La deuxième phase de la campagne nationale de vaccination contre la poliomyélite a débuté dimanche sur l’ensemble du territoire, enregistrant une forte affluence dès la première journée. Dans de nombreux centres de santé, les parents ont répondu présents, témoignant d’une large adhésion à cette action de prévention.
Dès les premières heures de la matinée de ce 21 décembre qui marque le 2eme passage des JNV 2025, les centres de santé à travers les différentes wilayas du pays ont été pris d’assaut par les parents. Qu’il s’agisse des zones urbaines ou rurales, l’adhésion à cette campagne de prévention sanitaire est manifeste.
Selon le ministère de la Santé, l’opération se poursuivra jusqu’au 27 décembre 2025 et vise à protéger les enfants âgés de deux mois à cinq ans. «La vaccination est essentielle pour protéger nos enfants contre des maladies graves», confie Samira, mère de deux enfants, dans un centre de santé publique à Alger.

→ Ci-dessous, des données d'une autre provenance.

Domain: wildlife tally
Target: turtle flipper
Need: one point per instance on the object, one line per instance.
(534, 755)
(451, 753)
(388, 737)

Pour d’autres, comme Ryad, cette phase est une séance de rattrapage cruciale. «J’ai raté la première phase, mais l’organisation et l’accueil des équipes médicales ici sont très rassurants », indique-t-il.
Les chiffres clés de la campagne
Pour assurer la réussite de cette opération, le ministère de la Santé a déployé des moyens humains et logistiques considérables, à travers, notamment, la mobilisation de 7 000 centres de vaccination soutenus par des équipes médicales mobiles pour atteindre les zones éloignées.
La campagne cible les enfants âgés de deux mois à cinq ans, qu’ils aient été vaccinés lors de la première phase ou qu’ils n’en aient pas bénéficié.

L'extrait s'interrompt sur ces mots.